De plus en plus de voix s'élèvent contre la décision du gouvernement de fermer les commerces pendant la durée du confinement. Samedi 31 octobre, plus de cinquante maires français ont écrit une lettre au Premier Ministre pour défendre leur cause.
Pierre Hurmic, le maire de Bordeaux, fait partie de la cinquantaine de maires signataires de la lettre au Premier Ministre.
Pierre Hurmic, le maire de Bordeaux, fait partie de la cinquantaine de maires signataires de la lettre au Premier Ministre. © AFP/P.Lopez
Pau, la Rochelle, Bordeaux, Poitiers... les élus de nombreuses communes du Sud-Ouest se mobilisent. Depuis la fermeture annoncée des commerces non-alimentaires pendant la période de confinement, des voix s'élèvent de toute part pour dénoncer une injustice. 

Mobilisation des maires

En effet, de nombreux commerces critiquent cette décision du gouvernement qui favorise les grandes surfaces et les plateformes de e-commerce. Au fil des jours, plusieurs maires de Nouvelle-Aquitaine sont allés à l'encontre de cette décision en signant des arrêtés autorisant l'ouverture des commerces non-alimentaires. 
 


Rétablir l'équité

Samedi 31 octobre, une cinquantaine d'entre eux ont donc décidé de signer une lettre commune envoyée au Premier Ministre pour défendre leurs commerçants. Parmi eux François Bayrou maire de Pau, Émile Roger-Lombertie maire de Limoges, ou Pierre Hurmic maire de Bordeaux. 
 

[Agir pour le commerce local] Nous, maires de grandes villes ou présidents d'agglomérations, avons écrit ce soir au...

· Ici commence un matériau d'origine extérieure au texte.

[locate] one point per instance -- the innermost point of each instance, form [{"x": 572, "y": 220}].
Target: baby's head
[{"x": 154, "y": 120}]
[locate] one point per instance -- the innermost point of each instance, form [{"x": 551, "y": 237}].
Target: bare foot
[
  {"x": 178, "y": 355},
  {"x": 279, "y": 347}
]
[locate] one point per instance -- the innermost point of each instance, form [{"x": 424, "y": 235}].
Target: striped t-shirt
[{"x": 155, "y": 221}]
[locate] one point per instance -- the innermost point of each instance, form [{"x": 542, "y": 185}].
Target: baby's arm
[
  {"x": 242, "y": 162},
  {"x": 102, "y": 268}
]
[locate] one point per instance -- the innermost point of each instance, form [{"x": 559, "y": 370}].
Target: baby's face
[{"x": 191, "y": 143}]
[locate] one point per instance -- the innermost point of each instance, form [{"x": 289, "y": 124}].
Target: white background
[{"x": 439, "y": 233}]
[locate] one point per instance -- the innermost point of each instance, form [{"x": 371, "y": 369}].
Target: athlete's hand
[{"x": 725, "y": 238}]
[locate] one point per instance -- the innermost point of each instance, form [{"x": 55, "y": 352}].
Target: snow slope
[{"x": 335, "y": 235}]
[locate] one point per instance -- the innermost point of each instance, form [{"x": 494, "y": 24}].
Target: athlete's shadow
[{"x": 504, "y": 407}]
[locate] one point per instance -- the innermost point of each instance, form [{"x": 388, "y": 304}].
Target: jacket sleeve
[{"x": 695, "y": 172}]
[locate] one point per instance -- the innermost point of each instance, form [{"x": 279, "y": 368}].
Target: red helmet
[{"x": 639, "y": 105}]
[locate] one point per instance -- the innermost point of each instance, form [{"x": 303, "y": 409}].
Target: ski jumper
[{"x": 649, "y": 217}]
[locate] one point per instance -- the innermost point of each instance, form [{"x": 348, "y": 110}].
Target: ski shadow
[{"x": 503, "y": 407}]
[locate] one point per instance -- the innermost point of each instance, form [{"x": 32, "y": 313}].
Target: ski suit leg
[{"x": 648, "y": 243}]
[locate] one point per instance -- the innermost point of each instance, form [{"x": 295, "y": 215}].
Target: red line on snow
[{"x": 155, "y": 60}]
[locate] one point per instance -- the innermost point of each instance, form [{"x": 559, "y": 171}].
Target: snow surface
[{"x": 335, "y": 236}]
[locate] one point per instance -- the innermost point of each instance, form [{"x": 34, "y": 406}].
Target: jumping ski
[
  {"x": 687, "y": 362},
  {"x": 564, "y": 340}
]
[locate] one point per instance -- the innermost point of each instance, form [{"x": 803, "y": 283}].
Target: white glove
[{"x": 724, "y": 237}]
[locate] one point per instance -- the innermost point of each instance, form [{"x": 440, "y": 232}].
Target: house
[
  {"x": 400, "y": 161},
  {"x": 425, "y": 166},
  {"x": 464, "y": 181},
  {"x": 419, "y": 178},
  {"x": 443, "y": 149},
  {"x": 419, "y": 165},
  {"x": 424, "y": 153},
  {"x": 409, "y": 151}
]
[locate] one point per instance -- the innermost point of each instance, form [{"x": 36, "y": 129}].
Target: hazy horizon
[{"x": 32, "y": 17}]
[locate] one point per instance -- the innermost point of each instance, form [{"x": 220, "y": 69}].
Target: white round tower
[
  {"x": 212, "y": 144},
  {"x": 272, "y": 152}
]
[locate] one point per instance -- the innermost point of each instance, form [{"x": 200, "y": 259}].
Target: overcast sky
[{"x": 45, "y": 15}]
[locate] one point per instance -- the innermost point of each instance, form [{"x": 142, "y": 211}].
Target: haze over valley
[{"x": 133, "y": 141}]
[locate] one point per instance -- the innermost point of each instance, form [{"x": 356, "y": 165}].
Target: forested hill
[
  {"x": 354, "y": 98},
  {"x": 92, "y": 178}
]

Publiée par Pierre Hurmic sur Samedi 31 octobre 2020

Ils demandent à Jean Castex de modifier sa décision afin qu'elle soit plus équitable :
 

"Nous vous demandons de travailler rapidement à une solution permettant de prendre en considération cette demande légitime d'équité de traitement."


Le gouvernement avait déjà demandé aux grandes surfaces et à la FNAC de fermer leur rayon culture pour soulager les librairies indépendantes. Reste à voir s'il fera un geste pour les autres commerces non-alimentaires.